Judge: Company must pay $7.3M to landowners for property rights for storage, natural gas
A federal judge agreed Wednesday with a court-appointed panel's recommendation that a natural gas company should pay $7.3 million for storage rights and natural gas under nearly 9,200 acres of land spanning three southern Kansas counties, far below the more than $100 million that the property owners wanted.
Northern Natural Gas filed a condemnation case in 2010 to stop drilling activity near its underground Cunningham Storage Field, saying the drilling was changing the geological pressure and essentially siphoning off its stored gas.
In October, a panel of petroleum experts determined the "just compensation" for gas producers and landowners who hold property rights to two underground geological formations near the company's storage facility.
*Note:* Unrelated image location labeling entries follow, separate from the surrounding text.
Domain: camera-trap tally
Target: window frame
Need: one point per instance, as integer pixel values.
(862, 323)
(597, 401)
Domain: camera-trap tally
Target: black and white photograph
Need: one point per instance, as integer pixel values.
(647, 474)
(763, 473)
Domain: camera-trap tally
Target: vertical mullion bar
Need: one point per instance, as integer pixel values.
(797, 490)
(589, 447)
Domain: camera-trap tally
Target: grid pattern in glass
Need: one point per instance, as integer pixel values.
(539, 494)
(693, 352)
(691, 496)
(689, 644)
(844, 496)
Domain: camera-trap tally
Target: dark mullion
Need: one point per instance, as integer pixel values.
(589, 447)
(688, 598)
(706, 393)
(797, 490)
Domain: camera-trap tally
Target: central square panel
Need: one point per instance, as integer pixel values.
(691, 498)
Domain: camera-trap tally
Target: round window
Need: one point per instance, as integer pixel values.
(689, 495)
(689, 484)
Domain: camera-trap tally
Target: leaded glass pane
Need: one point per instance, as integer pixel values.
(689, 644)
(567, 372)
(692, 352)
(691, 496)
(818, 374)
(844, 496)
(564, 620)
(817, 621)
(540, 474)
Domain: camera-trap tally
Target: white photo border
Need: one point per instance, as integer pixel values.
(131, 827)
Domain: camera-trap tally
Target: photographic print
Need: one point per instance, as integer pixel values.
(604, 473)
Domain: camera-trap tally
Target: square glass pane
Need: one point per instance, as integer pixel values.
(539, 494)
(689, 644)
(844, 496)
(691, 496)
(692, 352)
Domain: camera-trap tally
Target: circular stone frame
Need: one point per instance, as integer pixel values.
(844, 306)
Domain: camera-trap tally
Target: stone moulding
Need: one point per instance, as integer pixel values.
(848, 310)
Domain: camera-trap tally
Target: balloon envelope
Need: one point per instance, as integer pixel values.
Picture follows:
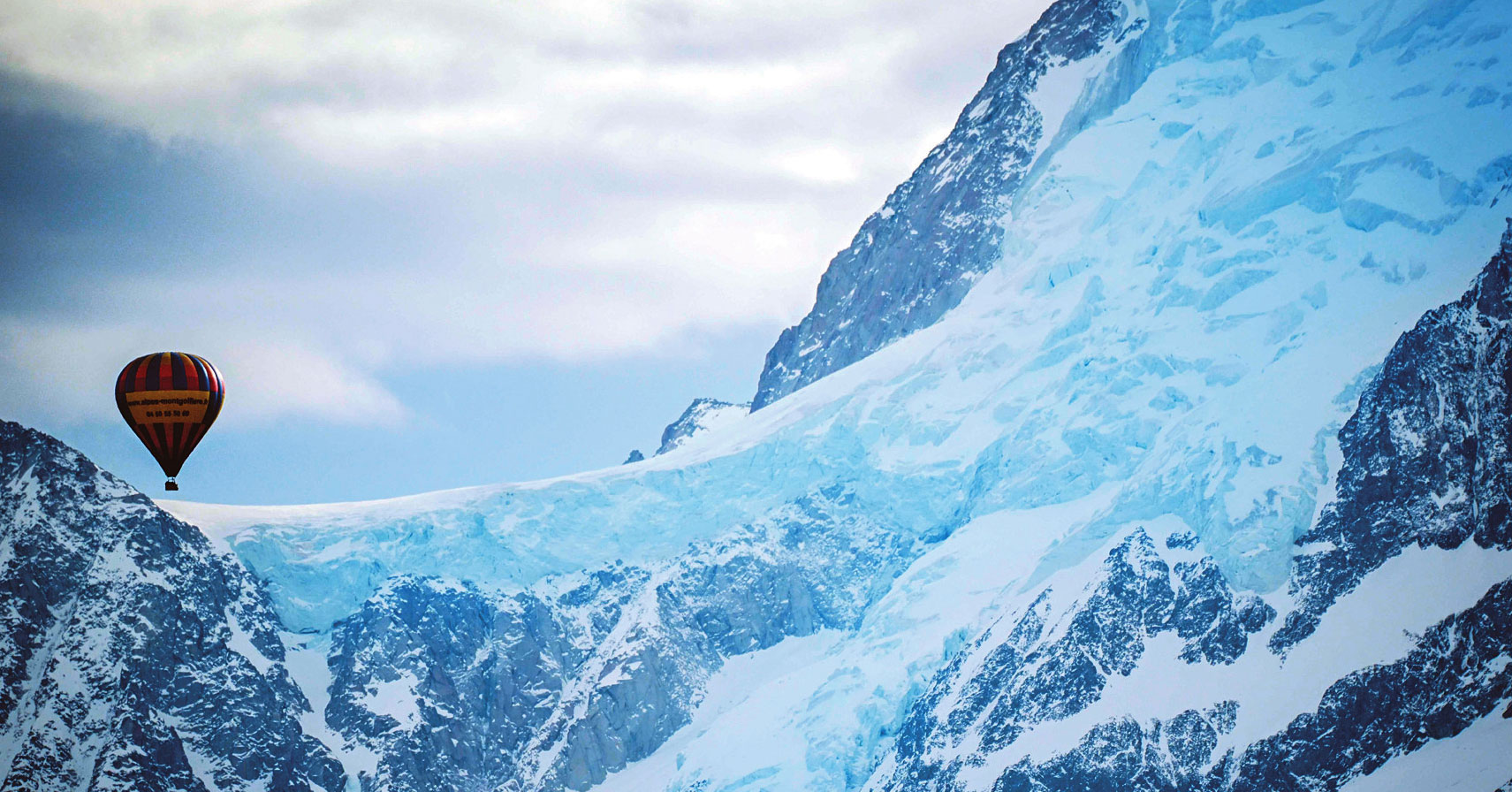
(170, 400)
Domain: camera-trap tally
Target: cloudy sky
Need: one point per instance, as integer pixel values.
(442, 244)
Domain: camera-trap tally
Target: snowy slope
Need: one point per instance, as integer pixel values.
(1210, 225)
(702, 416)
(133, 655)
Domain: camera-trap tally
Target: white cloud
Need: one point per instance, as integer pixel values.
(569, 180)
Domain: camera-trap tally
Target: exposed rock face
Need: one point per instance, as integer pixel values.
(132, 655)
(701, 416)
(1425, 463)
(570, 681)
(1428, 457)
(938, 232)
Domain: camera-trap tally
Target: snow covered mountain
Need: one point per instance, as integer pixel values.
(702, 416)
(1152, 436)
(133, 655)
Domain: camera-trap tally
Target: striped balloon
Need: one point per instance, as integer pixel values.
(170, 400)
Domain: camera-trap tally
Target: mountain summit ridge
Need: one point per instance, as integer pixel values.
(1197, 485)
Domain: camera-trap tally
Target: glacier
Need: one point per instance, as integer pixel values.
(1154, 434)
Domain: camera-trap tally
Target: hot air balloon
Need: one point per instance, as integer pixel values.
(170, 400)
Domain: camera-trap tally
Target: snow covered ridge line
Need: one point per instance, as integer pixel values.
(567, 682)
(132, 655)
(941, 230)
(1437, 417)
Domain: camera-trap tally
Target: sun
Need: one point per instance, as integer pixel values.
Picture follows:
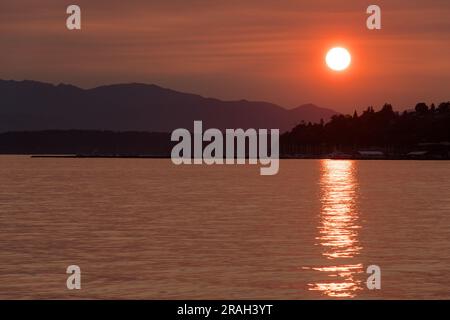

On top of the $7.3 million award, the panel said Northern Natural Gas, of Omaha, Nebraska, should pay $5,000 for each of the eight wells instead of $400,000 a piece that the producers felt was due.
In a ruling handed down Wednesday, U.S. District Judge Monti Belot agreed called the panel's recommendations a "fair resolution" supported by the evidence and consistent with constitutional requirements.
"Even a routine condemnation presents difficult issues — and this is no ordinary condemnation," Belot wrote.
He cited the difficulty of setting a value for oil and gas properties, coupled with Kansas law that gives landowners an ownership right to any escaped storage gas under their property.
"Except for us paying for our own gas, this is a complete victory for us," Mike Loeffler, spokesman for Northern Natural Gas, said Thursday.
The court rejected claims by gas producers and landowners who wanted compensation for gas they hoped to be able to draw out of the storage field in the future, he said.
"The court completely rejected attempts by producers to continue to pillage our interests," Loeffler said.
Belot must decide how to split the compensation among all of the affected landowners in Pratt, Kingman and Reno counties. A status conference is scheduled for Feb. 18.
The legal maneuvering for condemnation comes in the wake of a 2010 decision by the Federal Energy Regulatory Commission that granted Northern the authority to expand the storage field by an additional 12,320 acres. The facility stores gas in two underground formations now spanning about 28,000 acres.